Stages / Phases of Migraines

In order to understand migraine headaches, it is important to identify each stage of the episode. Take a look at this diagram, below. Each incident of a migraine headache is divided into four phases:

  1. Prodrome
  2. Aura
  3. Headache
  4. Postdrome

The Prodrome phase can begin 24 hours before the migraine episode starts. In contrast to the pain that follows, people can experience intense euphoria in this phase. Some people may also experience other emotional states like irritability and change in sensations. Sometimes people might experience local weakness in limbs as well.

In the Aura phase, migraine sufferers can experience heightened sensitivity to sound and light. Sometimes people visualise strange patterns or temporarily lose partial vision as well.
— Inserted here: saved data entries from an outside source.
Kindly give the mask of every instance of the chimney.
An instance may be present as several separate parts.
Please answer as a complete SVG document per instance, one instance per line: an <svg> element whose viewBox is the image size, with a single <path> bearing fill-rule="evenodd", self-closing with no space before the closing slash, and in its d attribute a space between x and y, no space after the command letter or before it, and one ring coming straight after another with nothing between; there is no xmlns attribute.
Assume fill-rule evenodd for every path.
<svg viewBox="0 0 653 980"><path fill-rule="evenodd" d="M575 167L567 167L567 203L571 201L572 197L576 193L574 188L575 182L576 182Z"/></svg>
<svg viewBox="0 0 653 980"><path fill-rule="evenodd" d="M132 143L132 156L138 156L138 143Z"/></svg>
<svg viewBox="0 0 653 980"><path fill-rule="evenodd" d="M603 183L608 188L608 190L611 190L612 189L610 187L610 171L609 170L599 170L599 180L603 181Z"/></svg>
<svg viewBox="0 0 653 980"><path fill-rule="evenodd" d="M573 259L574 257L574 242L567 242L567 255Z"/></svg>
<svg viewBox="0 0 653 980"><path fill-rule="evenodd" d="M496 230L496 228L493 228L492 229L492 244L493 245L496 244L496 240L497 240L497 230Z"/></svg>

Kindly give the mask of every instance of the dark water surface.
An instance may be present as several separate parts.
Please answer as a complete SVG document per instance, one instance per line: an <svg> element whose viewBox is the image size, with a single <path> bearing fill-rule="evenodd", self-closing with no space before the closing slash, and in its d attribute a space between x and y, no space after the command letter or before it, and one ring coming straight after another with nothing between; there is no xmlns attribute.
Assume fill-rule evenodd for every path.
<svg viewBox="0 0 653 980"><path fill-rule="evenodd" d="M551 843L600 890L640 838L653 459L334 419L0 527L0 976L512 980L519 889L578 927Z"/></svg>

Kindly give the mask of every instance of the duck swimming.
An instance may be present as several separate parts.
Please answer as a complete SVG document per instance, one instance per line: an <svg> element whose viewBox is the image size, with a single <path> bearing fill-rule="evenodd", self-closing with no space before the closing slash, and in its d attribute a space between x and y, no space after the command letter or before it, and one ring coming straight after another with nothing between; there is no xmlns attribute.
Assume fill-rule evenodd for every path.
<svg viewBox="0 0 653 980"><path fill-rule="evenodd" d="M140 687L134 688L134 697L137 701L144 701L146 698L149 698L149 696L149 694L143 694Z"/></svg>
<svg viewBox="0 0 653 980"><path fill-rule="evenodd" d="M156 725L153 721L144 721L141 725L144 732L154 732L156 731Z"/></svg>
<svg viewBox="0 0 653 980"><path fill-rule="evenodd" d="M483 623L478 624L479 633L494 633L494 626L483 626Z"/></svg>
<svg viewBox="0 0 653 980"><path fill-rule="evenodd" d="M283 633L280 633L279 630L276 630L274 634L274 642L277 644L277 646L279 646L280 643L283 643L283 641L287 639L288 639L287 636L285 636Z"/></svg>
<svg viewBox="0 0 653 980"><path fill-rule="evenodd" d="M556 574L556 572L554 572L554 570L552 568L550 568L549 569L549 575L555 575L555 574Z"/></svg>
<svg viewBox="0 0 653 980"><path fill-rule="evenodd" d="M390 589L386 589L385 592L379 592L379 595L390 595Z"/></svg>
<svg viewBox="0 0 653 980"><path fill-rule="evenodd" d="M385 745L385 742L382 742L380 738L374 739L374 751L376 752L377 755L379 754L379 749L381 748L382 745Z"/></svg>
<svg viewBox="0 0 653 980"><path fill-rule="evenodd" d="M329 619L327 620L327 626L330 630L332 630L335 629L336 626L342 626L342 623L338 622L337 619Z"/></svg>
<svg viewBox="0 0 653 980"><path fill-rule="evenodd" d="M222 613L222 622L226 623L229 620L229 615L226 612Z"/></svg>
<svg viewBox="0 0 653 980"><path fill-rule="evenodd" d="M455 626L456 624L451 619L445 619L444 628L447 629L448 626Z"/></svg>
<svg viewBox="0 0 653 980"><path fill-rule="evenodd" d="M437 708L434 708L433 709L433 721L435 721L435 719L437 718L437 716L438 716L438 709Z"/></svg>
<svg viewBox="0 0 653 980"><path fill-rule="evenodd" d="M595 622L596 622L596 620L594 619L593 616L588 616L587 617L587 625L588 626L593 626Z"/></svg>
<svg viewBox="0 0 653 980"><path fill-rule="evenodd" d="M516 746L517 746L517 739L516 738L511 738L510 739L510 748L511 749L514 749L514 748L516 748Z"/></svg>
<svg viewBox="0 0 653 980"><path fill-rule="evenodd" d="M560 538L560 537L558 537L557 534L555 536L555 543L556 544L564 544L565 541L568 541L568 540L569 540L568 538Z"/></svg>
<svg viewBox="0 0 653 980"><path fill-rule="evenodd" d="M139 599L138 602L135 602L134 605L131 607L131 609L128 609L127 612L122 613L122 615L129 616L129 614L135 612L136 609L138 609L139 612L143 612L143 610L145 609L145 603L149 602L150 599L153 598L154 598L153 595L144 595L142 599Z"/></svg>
The Headache phase is usually the longest phase of a migraine episode. People report experience of pulsating or   throbbing headache that can last for 3-72 hours. Pain is typically experienced in the region of the head above the eyes but can also occur in other parts of the head as well. The sensations of pain might increase if a person leans forward.

In the Postdromal phase, people are likely to feel tired or sluggish owing to the intensity of the headache.Occasionally, people have reported feeling confused in this phase, as well.

The symptoms and features of a migraine attack vary from person-to-person and hence a subjective judgment of each person’s migraine is required. Characteristics of migraine episodes are likely to change over time as well. Ironically, it is like a personalised ‘signature’ headache!